Ces prévisions montrent que les pays membres de l’UEMOA restent globalement résilientes, en dépit d’un contexte international peu favorable marqué par la poursuite de la guerre en Ukraine et les effets de la crise sanitaire, a souligné Sani Yaya, qui s’exprimait lors d’une session ordinaire du conseil des ministres de l’Économie et des Finances de l’UEMOA.  « Face à la flambée des prix, les Banques centrales ont dans leur ensemble procédé à un resserrement de leurs politiques monétaires respectives, ce qui rend de plus en plus onéreux les financements sur les marchés financiers internationaux », a-t-il dit. Il reste que malgré ces bonnes perspectives, « les économies des Etats membres de l’Union restent également confrontées aux difficultés d’approvisionnement notamment en produits alimentaires et en intrants agricoles », les deux protagonistes de la guerre en Ukraine étant les principaux fournisseurs des pays membres de l’UEMOA pour ces catégories de produits, a-t-il indiqué.

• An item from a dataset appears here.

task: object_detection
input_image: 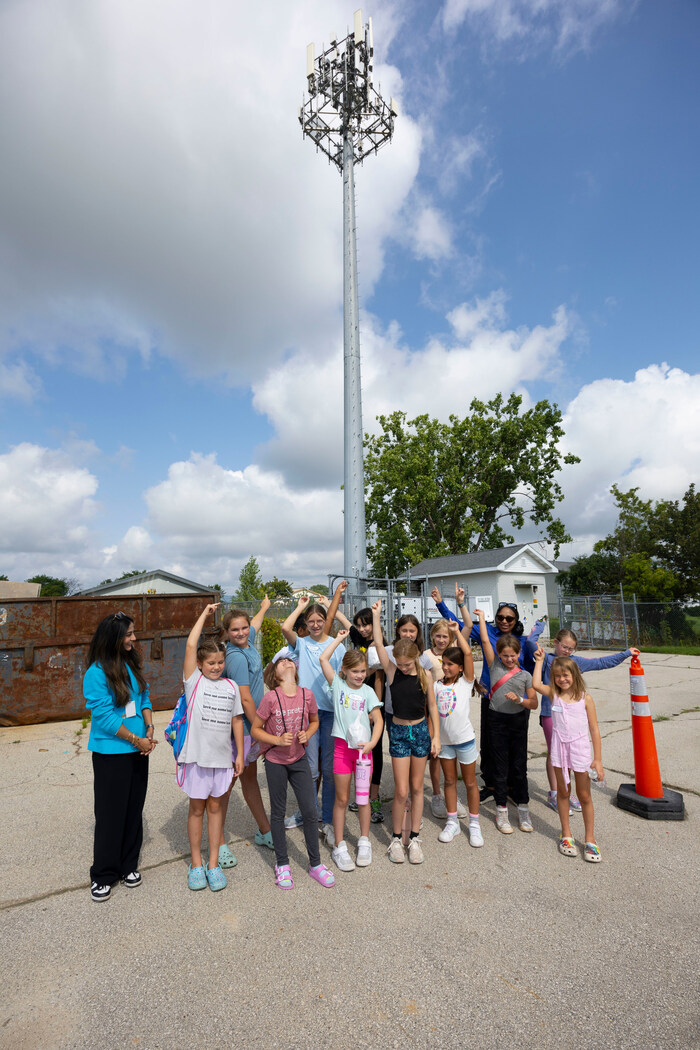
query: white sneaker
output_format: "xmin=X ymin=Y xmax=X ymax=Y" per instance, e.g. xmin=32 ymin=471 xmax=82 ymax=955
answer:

A cet égard, le président du conseil des ministres de l’UEMOA a relevé que les difficultés d’approvisionnement en produits alimentaires et des campagnes agricoles passées, ajoutées à la hausse des prix des produits pétroliers, « induisent de fortes tendances inflationnistes dans les Etats membres de l’Union avec un taux d’inflation en moyenne annuelle (…) de 5,9% au mois de juillet 2022 ».  Pour mieux faire face à la « flambée des prix des céréales et des engrais, la plupart des Etats ont pris des mesures essentiellement budgétaires en recourant à des subventions, au contrôle des prix, à une meilleure surveillance des mouvements des produits, au soutien direct aux producteurs, à des exonérations de taxe et à des aides et transferts monétaires ciblés aux ménages », a-t-il rappelé. « Ces interventions ont dans l’ensemble fragilisé la situation budgétaire des Etats membres, rendant difficiles les perspectives d’une consolidation budgétaire rapide », a-t-il estimé. S’y ajoutent dit-il « les incertitudes liées à la crise sécuritaire persistante » dans la sous-région ouest africaine, « avec ses conséquences au plan économique et social ».

Aussi a-t-il insisté sur « les efforts importants que ne cessent de consentir les Etats membres pour atténuer les souffrances des populations face à la flambée des prix ».

« C’est le lieu de rappeler les orientations de politique économique issues de la réunion du conseil des ministres de juin 2022, qui mettent l’accent sur la nécessité de renforcer ces mesures d’urgence qui visent la préservation du pouvoir d’achat des populations en particulier les plus vulnérables et à protéger les consommateurs tout en maitrisant le déficit budgétaire », a-t-il ajouté, notant que cela implique que les pays membres de l’UEMOA sont appelés à « mener des actions structurantes devant permettre d’améliorer sensiblement l’offre de produits agricoles et leur transformation au sein de l’Union ».

La mise en œuvre de ces orientations devrait contribuer à améliorer la situation et à préparer les économies de l’UEMOA à faire face à de tels chocs dans l’avenir, selon Sali Yaya.

Il a estimé que la résilience des économies de l’UEMOA contribue à maintenir une croissance soutenue dans les pays concernés, dans un contexte international difficile.